The use of radiation therapy (RT) in JA is still debated for the reported risk of sarcomatoid transformation [94] or radio-induced neoplasms in the following decades. Some authors recommended RT as adjuvant treatment in unresectable tumors, in failure of complete tumor removal, or for extensive intracranial extension [53, 95, 96]. Nicolai et al. [77] suggested that RT may be indicated for residual lesions in critical areas that have been demonstrated to increase in size. Lee et al. [97] reported on 27 patients affected by advanced JA treated primarily with RT (30–55 Gy): the recurrence rate was 15%, and long-term complications observed in 4 patients included growth retardation, panhypopituitarism, temporal lobe necrosis, cataracts, and radiation keratopathy. More recently, McAfee et al. [98] treated 22 patients affected by high staged JA with RT (30–36 Gy): in 10 cases as primary treatment, and in 12 for recurrence. Local control was obtained in 90% of patients, with 2 cases of local persistence. Late complications, which occurred in 7 (32%) cases, included cataracts, transient central nervous system syndrome, and cutaneous basal cell carcinoma. The use of intensity-modulated RT for the treatment of 3 patients with extensive or persistent JA showed no recurrences and a late toxicity with epistaxis and chronic rhinitis in 2 cases [99]. Although a small number of cases of JA have been treated by Gamma-Knife radiosurgery [100, 101], the insignificant morbidity documented may be reasonably correlated to the optimized irradiation of the target volume by sparing uninvolved structures.

The use of chemotherapy in treatment of JA is supported by only a few reports [102104]. In the 1980s, Goepfert et al. [102] described successful results with two different chemotherapy schedules, including doxorubicin and dacarbazine, or vincristine, dactinomycin, and cyclophosphamide.

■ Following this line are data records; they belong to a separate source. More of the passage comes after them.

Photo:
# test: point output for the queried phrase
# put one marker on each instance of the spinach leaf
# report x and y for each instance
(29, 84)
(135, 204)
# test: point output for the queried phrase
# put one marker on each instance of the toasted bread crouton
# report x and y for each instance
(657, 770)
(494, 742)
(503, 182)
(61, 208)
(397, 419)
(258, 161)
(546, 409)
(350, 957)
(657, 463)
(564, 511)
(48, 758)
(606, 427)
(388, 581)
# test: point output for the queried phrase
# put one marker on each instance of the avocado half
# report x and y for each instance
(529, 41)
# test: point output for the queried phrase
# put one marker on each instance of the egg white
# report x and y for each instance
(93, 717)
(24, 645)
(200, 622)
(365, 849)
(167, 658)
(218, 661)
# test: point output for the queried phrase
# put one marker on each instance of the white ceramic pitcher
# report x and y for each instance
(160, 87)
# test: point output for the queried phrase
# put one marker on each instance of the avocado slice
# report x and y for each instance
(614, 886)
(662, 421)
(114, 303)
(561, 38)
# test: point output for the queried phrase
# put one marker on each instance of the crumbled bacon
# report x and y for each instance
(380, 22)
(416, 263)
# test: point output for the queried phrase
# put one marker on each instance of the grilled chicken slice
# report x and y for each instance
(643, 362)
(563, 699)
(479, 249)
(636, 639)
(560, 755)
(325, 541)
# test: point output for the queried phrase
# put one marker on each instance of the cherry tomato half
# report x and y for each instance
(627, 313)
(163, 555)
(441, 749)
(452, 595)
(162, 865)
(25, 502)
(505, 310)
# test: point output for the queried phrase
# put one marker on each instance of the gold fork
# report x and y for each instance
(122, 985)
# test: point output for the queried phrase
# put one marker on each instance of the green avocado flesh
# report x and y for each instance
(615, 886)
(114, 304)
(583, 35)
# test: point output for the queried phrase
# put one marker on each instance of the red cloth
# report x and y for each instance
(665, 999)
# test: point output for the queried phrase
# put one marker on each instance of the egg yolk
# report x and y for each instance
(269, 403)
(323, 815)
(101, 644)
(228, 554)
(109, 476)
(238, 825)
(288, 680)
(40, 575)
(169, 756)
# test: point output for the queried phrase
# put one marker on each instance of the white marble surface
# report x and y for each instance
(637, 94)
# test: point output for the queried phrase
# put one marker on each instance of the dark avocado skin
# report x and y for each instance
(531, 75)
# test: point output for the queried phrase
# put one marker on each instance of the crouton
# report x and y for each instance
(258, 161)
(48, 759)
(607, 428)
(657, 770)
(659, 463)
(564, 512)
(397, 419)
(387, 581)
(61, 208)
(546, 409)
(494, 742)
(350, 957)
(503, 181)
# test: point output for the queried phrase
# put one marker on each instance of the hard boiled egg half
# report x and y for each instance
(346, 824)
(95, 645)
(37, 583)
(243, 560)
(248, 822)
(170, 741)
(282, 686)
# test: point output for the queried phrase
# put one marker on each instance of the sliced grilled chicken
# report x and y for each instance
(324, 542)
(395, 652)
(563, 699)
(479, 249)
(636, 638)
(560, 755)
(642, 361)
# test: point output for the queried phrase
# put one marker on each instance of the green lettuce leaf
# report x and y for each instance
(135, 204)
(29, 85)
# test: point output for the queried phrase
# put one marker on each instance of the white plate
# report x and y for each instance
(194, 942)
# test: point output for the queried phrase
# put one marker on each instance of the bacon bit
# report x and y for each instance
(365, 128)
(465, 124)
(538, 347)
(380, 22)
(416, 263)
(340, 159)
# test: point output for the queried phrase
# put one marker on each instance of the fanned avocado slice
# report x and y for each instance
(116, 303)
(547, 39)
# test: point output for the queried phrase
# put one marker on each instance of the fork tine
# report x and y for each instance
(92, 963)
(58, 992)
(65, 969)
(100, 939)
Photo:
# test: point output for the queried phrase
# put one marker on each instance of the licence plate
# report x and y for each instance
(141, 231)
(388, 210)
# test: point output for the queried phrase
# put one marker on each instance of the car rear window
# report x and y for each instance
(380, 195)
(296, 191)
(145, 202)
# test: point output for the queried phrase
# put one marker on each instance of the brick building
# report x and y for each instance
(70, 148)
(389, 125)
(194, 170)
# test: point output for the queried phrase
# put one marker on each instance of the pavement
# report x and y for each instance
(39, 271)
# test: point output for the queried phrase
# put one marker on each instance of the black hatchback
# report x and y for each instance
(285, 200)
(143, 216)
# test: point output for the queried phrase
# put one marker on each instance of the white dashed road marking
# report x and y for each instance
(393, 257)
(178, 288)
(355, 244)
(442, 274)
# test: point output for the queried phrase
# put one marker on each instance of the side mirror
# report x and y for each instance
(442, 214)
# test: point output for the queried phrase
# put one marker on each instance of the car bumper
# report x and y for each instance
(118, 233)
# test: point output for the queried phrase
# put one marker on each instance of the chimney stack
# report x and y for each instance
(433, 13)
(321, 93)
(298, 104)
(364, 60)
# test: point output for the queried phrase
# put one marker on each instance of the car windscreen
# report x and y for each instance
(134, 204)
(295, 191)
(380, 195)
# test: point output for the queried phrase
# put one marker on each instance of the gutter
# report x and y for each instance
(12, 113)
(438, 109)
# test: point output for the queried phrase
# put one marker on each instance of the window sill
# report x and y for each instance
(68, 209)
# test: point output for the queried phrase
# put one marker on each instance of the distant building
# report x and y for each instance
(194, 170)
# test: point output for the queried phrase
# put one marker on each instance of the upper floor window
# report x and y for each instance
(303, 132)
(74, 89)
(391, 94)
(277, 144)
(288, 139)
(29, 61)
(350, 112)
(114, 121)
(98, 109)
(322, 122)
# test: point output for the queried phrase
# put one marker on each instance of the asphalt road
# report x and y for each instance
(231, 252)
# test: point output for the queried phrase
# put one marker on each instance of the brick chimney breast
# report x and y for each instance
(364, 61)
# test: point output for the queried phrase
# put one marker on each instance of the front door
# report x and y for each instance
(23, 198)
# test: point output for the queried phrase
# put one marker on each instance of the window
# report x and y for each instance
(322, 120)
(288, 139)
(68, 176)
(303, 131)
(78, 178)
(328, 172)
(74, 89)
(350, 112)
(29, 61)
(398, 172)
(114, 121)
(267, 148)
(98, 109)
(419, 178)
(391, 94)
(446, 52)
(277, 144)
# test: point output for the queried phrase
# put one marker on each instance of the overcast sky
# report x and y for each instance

Several studies on hormone pathogenesis have extensively demonstrated the hormonal dependence of this tumor, suggesting a promising role of estrogen or androgen receptor blockers in its treatment [9, 1519]. Gates et al. administered flutamide, a potent nonsteroidal androgen receptor blocker, in 5 patients affected by JA and detected an average tumor regression of 44% in four cases [105]. However, in a report on 7 patients, Labra et al. observed no significant differences between tumor dimensions before or after flutamide administration, questioning its use in JA [106]. Very recently, flutamide-induced regression in a series of 20 advanced staged JA was demonstrated only in postpuberal patients [107].

10. Conclusions

Juvenile angiofibroma is a pathology that should be included in the differential diagnosis of unilateral nasal obstruction, associated or not with epistaxis, especially in young adolescent males. The finding at nasal endoscopy, which is the first step in the diagnostic algorithm, of a hypervascularized lesion occupying the posterior half of the nasal fossa should immediately raise suspicion. Morphologic imaging confirms the diagnosis. Endoscopic surgery after embolization has been demonstrated to be a viable alternative to external techniques for the management of small-intermediate size JA. Resorting to external anterior or lateral approaches is still recommended in JAs encasing the ICA or with a massive feeder contribution from it, or in the rare instances of intradural spread.